Path B can generate many overlapping extraction requests if the user types quickly. ExtractionCoordinator ( extractor.py:253‑328) implements a coalescing strategy rather than a simple debounce.

State variables

class ExtractionCoordinator:
    _running: bool = False   # extraction in progress?
    _dirty: bool = False     # new messages arrived during extraction?
    _watermark: int = 0      # message count at last extraction

Workflow

If request_extraction() is called while _running is True, set _dirty = True and return immediately.

If no extraction is running, acquire a lock and enter a loop:

Clear _dirty.

Compute increment = current_message_count - _watermark.

If increment >= MIN_NEW_MESSAGES (threshold 4), call extract_memories().

Update _watermark.

If _dirty is False, exit; otherwise repeat to handle newly arrived messages.

This coalescing guarantees that every final state is processed: as long as _dirty was set at least once, another extraction run will occur after the current one finishes, avoiding the loss of intermediate requests that a pure debounce would cause.

Memory vs. Compact (context compression)

The Compact component compresses older conversation history into a CompactBoundaryMessage summary to free token budget. Compression is lossy – detailed code snippets, tool results, and reasoning may disappear. SUMMARIZE_TOOL_RESULTS (in sections.py:162) nudges the model to embed key information into the reply before compression, but it only protects the current session.

Memory, by contrast, writes permanent .md files that survive across sessions. The two outputs differ:

Compact output (summary):
  → Short‑term, may be re‑compressed, eventually archived.
Memory output (.md files):
  → Permanently stored, never auto‑deleted, re‑loaded on next REPL start.

The design philosophy is: compression can discard implementation details, but Memory must retain decisive facts (e.g., user preferences, root‑cause of a bug).

Pessimistic trust strategy

The system teaches the model to treat memories as clues, not absolute facts. The TRUSTING_RECALL_SECTION ( sections.py:287‑297) states:

A memory that names a specific function, file, or flag is a claim that it existed when the memory was written. It may have been renamed, removed, or never merged.

Verification rules:

If a memory mentions a file path, first Read or Glob to confirm existence.

If it mentions a function or flag, Grep the codebase to verify.

Any action based on a memory must be preceded by a current‑state check; outdated memories are updated or deleted.

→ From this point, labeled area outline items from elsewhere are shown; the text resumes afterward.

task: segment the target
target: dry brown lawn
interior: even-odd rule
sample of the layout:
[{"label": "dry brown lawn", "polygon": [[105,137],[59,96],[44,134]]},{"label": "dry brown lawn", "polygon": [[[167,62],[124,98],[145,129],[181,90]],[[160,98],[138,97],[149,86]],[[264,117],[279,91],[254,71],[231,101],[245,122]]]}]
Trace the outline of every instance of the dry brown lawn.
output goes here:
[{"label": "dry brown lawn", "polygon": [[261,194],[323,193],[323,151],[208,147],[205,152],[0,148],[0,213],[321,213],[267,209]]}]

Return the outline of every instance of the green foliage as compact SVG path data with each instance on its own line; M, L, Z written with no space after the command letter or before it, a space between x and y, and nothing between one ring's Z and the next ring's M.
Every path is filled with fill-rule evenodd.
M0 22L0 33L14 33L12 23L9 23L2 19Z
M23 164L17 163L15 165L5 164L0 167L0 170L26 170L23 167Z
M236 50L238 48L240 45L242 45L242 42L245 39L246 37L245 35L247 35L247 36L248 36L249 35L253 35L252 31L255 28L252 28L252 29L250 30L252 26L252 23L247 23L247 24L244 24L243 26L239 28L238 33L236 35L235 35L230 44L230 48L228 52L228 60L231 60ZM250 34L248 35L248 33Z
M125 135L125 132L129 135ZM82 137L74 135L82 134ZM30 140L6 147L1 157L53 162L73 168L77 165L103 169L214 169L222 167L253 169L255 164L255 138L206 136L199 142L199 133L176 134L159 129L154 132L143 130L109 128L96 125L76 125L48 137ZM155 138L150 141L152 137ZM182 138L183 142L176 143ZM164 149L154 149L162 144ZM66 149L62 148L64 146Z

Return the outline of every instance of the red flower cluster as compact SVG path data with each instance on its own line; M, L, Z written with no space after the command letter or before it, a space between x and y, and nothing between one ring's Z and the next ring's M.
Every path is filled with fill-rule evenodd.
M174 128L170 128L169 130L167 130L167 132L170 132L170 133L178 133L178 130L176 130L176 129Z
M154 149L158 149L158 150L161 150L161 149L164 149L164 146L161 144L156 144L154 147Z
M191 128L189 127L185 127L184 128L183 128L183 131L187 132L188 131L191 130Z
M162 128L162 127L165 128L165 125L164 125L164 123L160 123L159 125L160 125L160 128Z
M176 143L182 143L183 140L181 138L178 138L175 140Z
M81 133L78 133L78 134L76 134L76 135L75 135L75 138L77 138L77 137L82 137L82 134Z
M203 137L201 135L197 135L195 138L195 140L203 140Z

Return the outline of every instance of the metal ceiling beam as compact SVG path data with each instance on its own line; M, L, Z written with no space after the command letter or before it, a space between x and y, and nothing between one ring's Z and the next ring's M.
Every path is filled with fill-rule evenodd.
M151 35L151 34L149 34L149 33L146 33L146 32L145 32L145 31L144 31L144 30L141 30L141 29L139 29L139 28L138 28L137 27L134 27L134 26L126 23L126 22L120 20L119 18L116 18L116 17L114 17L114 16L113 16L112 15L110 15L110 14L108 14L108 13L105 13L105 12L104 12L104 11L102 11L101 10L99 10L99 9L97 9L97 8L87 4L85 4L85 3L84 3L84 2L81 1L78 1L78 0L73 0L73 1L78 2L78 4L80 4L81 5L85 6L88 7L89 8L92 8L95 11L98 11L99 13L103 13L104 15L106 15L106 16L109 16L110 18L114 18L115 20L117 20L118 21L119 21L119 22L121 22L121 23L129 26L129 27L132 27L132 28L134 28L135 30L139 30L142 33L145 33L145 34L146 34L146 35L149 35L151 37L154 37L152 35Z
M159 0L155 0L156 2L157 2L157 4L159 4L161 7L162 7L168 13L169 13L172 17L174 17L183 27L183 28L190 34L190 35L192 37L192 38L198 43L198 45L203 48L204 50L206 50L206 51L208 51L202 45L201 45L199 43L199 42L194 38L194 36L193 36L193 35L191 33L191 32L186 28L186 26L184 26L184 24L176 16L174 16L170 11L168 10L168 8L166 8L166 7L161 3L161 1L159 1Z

Summary of the Memory subsystem

The Claude Code Memory system combines deterministic SHA‑256 directory naming, a clear index/content file split, four well‑defined memory types, prompt‑driven injection at REPL start, dual write pathways (explicit model writes and background extraction), and a coalescing extraction coordinator to ensure reliable cross‑session knowledge while avoiding over‑reliance on potentially stale data.